The Fed needs to pause after the end of its latest bond-buying program and assess the direction of the economy for a while before deciding on any further steps, he added.
He also cautioned that inflation, which has jumped higher in recent months on rising energy and food costs, limits the Fed's options.
The situation today is very different than last summer, especially on the inflation side, he added. A year ago, inflation was heading toward record low levels. It has risen sharply in recent months.
Bullard is not a voting member of the Fed's policy-setting Federal Open Market Committee this year and is viewed as a centrist among Fed policy makers. His remarks suggest that if the central bank decides the recovery needs another jolt, at least one official would view more bond buying as an effective tool.
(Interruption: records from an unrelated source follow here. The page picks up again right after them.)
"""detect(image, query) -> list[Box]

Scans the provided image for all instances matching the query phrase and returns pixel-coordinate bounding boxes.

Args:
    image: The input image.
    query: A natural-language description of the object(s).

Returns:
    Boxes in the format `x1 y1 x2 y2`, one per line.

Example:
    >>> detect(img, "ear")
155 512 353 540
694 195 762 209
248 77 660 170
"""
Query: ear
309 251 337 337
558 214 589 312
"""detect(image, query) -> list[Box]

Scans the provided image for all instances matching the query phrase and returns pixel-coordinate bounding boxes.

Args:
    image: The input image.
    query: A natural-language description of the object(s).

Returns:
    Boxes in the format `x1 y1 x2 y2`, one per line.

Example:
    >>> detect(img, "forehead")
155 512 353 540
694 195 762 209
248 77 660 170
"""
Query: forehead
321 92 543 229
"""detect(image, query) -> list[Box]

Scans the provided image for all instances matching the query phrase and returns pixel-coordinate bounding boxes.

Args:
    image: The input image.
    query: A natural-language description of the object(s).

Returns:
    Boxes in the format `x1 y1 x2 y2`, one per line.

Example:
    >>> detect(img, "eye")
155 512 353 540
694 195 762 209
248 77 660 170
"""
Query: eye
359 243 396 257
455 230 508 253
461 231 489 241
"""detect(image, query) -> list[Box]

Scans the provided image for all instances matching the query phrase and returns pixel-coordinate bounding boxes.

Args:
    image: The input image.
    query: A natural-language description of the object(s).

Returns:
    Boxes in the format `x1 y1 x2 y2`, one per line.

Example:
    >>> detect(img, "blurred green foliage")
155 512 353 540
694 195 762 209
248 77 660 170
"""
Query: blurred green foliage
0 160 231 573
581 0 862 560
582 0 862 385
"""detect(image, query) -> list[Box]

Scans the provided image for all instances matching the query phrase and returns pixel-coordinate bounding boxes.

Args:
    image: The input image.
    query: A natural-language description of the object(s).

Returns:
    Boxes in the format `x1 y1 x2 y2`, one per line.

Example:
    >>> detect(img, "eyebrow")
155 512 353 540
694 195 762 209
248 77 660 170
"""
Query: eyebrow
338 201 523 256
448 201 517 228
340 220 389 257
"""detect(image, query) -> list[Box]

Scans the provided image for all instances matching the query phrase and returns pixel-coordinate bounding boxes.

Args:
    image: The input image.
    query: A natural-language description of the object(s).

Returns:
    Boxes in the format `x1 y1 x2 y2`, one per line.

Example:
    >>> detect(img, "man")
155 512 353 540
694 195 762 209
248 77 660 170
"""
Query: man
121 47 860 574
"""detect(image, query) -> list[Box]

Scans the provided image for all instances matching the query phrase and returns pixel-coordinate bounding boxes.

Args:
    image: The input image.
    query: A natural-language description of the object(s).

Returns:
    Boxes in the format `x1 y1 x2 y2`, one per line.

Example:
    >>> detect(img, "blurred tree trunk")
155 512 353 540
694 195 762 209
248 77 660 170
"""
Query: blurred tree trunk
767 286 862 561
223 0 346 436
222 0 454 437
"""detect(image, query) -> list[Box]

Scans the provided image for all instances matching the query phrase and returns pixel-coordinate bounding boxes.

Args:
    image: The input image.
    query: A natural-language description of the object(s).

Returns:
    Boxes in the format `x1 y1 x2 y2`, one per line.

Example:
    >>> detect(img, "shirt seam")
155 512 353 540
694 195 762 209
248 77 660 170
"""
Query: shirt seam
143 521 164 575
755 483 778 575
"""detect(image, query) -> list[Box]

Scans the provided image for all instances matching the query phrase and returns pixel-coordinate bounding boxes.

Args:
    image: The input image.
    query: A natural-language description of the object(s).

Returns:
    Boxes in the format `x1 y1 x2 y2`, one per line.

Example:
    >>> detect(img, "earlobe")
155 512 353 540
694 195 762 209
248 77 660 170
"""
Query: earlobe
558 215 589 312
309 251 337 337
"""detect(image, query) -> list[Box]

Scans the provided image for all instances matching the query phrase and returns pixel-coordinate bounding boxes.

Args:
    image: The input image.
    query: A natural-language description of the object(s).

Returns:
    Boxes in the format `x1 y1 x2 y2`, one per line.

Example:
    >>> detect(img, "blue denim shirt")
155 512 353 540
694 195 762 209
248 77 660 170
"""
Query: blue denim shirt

The Fed has signaled it is not immediately planning to renew bond purchases, although it has pledged to reinvest maturing securities to prevent its balance sheet from shrinking. Fed Chairman Ben Bernanke struck a similar tone to Bullard last week, saying that while the recovery is still weak, rising inflation means economic conditions are different than those that led the Fed to launch the initiative last November.
However, with growth in the second quarter expected to be unimpressive after clocking an anemic 1.8 percent annualized rate in the first quarter, and with unemployment at an elevated 9.1 percent, the Fed may eventually feel under pressure to act.
ACTIONS LOUDER THAN WORDS
Bullard made clear he believes large-scale bond buying can be an effective monetary policy substitute when the Federal Reserve runs out of room to cut interest rates.
He pronounced the purchases, which have totaled $2.3 trillion in all, successful in easing financial conditions.
This experience shows that monetary policy can be eased aggressively even when the policy rate is near zero, he said at the conference, which evaluated quantitative easing.
Bullard qualified his assessment by saying the effects of bond buying on reviving the economy are harder to gauge and have been clouded by shocks, such as Japan's disaster and financial turmoil surrounding European debt problems.
However, he also said bond-buying is a more effective tool than trying to bolster the Fed's promise to keep benchmark short term rates exceptionally low for an extended period. Bernanke has said that enhanced guarantees of low interest rates are among tools still available to policymakers.
The Federal Reserve exhausted its conventional tools when it cut short-term interest rates to near zero in December 2008.
Since then the Fed has sought to provide an additional boost to the economy via two asset-buying programs -- with the second program dubbed QE2 -- effectively showering the banking system with money to try to spur lending. Economists call this tactic quantitative easing.
One Fed official who is not likely to support more bond buying is the president of the Kansas City Fed, Thomas Hoenig, who said on Thursday that keeping interest rates near zero for an extended period is sowing the seeds of future economic instability.
An anti-inflation hawk who had opposed the Fed's second round of quantitative easing, Hoenig reiterated his concerns that ultra-low rates can generate bubbles elsewhere.
An extended zero-interest rate policy is producing new sources of fragility that we need to be aware of, he told the Rotary Club of Des Moines, Iowa.
ECONOMIC IMPACT OF QE2 IS DELAYED
Many academics agree that quantitative easing has, in fact, been an effective monetary policy tool when interest rates are near zero, lowering interest rates on longer-term securities and steering investors to take on riskier assets.
The Fed's bond-buying program, however, has drawn sharp criticism from many for risking inflation and contributing to rises in food and energy costs around the world. Others have questioned its effectiveness.
Bullard said on Thursday that while the bond-buying program impacted financial markets immediately, its effect on the broad economy will lag by as much as a year.
The effects of QE2 would be expected to lag by six to 12 months, Bullard said.